The annual homeless "Point in Time Count" recently showed a year-to-year decrease in overall homelessness of about 7 percent. Among those considered chronically homeless, the population is down 9 percent in the last year, but is down a remarkable 74 percent since 2005.
Recent reports indicate significant progress is being made in addressing the problem of chronic homelessness along the Wasatch Front. Agencies that track the homeless population have new evidence it is shrinking, and there are more resources coming on line to help push that trend.
However, problems persist. There are areas visible throughout the urban landscape where the displaced and disenfranchised gather, and while their numbers may be down, it is not reasonable to suggest the problem is somehow close to eradication.
But again, there are credible indicators that programs targeting those for whom homelessness has become a chronic condition appear to be working, and that is a hopeful sign. The annual homeless "Point in Time Count" recently showed a year-to-year decrease in overall homelessness of about 7 percent. Among those considered chronically homeless, the population is down 9 percent in the last year, but is down a remarkable 74 percent since 2005.
Credit goes in large part to more strategic efforts to attack the problem with a holistic approach that affords individuals an opportunity to move into transitional housing and work toward permanent placement. That frequently involves treatment for various conditions that can contribute to homelessness, including addictions and mental illness.
Those who work with the most destitute of that population say it is possible, with a continuation of such efforts, that chronic homelessness eventually could be eliminated. That would be a tremendous social achievement.

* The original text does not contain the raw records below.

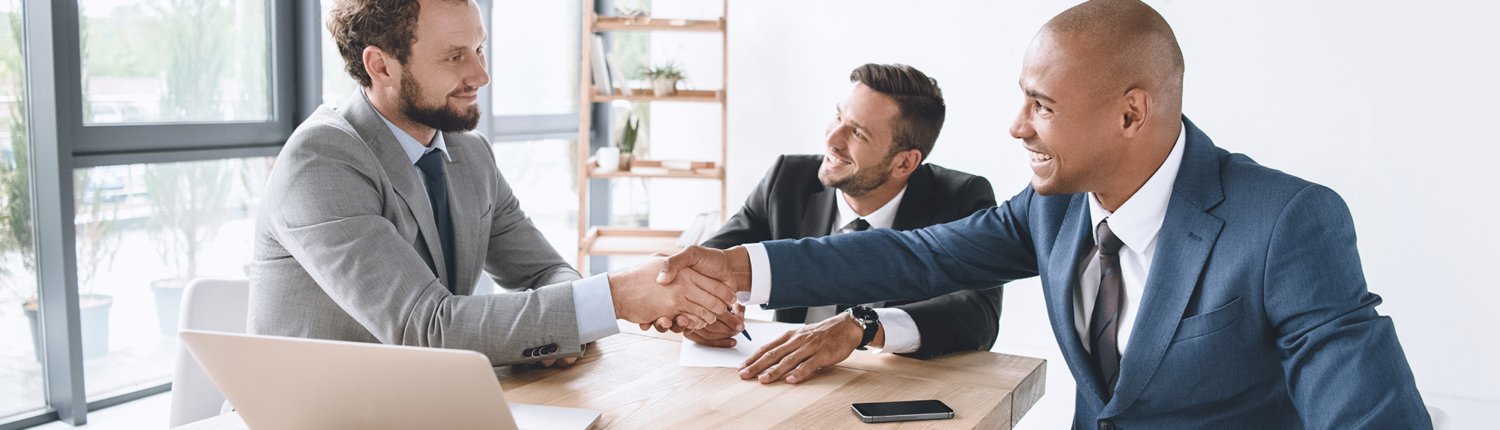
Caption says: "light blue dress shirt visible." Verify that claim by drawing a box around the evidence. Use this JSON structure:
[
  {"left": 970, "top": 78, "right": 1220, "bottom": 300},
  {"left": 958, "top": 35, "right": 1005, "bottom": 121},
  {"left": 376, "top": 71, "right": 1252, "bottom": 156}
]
[{"left": 366, "top": 99, "right": 620, "bottom": 343}]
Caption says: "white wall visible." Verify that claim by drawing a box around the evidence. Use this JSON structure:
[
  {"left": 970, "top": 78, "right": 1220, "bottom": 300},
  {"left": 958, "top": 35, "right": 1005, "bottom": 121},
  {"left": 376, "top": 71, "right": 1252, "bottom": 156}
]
[{"left": 714, "top": 0, "right": 1500, "bottom": 429}]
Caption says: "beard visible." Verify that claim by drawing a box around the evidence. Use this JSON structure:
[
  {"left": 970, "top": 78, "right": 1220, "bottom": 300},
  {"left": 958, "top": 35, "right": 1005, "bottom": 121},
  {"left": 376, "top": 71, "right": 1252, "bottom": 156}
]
[
  {"left": 399, "top": 70, "right": 480, "bottom": 133},
  {"left": 818, "top": 157, "right": 896, "bottom": 198}
]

It is good to see that the public commitment to that goal is not waning, despite fiscal pressures on the agencies on the front lines. This month, the mayors of Salt Lake County's various municipalities agreed to support a joint funding stream that would generate roughly $375,000 in additional annual money to support homeless programs. The mayors were persuaded by the success of current programs, and wisely decided that now is the time to double-down on those efforts to accelerate the pattern of success.
The federal government also has stepped up with more efforts to deal with the problem of homelessness among military veterans -- historically a large percentage of the overall population. Recent statistics suggest large reductions in those numbers, as well.

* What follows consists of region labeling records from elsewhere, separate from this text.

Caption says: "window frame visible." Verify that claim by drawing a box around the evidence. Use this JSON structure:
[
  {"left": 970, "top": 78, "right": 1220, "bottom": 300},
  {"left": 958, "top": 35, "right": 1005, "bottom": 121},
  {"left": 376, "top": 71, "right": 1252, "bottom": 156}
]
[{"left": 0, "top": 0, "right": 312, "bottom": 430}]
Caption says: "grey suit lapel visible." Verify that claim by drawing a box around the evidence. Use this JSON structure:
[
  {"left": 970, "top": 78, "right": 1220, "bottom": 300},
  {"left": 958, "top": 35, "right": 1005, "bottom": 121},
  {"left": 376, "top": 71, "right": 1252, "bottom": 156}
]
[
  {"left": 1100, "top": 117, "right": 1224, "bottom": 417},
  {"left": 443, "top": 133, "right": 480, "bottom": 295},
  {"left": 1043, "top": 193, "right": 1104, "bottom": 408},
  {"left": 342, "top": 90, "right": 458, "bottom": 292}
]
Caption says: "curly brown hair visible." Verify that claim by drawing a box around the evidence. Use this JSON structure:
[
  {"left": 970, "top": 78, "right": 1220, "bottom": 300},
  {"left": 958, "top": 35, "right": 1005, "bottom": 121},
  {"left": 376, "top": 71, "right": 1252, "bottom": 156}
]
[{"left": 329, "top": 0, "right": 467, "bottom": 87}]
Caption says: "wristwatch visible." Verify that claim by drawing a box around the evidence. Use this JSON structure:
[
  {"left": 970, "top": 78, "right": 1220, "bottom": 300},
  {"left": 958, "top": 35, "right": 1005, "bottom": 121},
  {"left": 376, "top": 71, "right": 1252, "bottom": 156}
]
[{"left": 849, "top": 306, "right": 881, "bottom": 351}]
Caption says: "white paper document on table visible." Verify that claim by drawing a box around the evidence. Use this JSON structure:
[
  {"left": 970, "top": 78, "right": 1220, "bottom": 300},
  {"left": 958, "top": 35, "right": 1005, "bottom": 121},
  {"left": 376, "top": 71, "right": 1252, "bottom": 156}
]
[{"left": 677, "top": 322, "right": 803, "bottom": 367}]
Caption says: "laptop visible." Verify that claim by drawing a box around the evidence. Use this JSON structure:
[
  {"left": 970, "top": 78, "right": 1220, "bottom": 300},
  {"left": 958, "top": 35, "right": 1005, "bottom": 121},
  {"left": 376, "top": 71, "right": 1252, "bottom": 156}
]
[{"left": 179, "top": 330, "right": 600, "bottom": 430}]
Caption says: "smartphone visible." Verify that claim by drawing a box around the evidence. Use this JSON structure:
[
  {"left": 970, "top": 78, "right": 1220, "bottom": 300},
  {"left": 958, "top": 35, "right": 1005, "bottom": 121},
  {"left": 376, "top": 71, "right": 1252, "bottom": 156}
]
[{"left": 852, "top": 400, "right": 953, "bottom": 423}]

All together, when it comes to the commitment of government toward addressing this problem in a meaningful way, the trends are going in the right direction. That's despite the unfortunate fallout of the federal budget sequestration that has reduced funding to social agencies that provide services to the poor.
The overall health of any community is most accurately judged not by the opulent surroundings of its well-off members, but by the conditions among its least affluent population. Improving their situation is beneficial to the entire community.
The problem of homelessness is not yet solved, but there are signs it is in retreat. Now is the time to mount a surge that could push it even closer to the edge of defeat.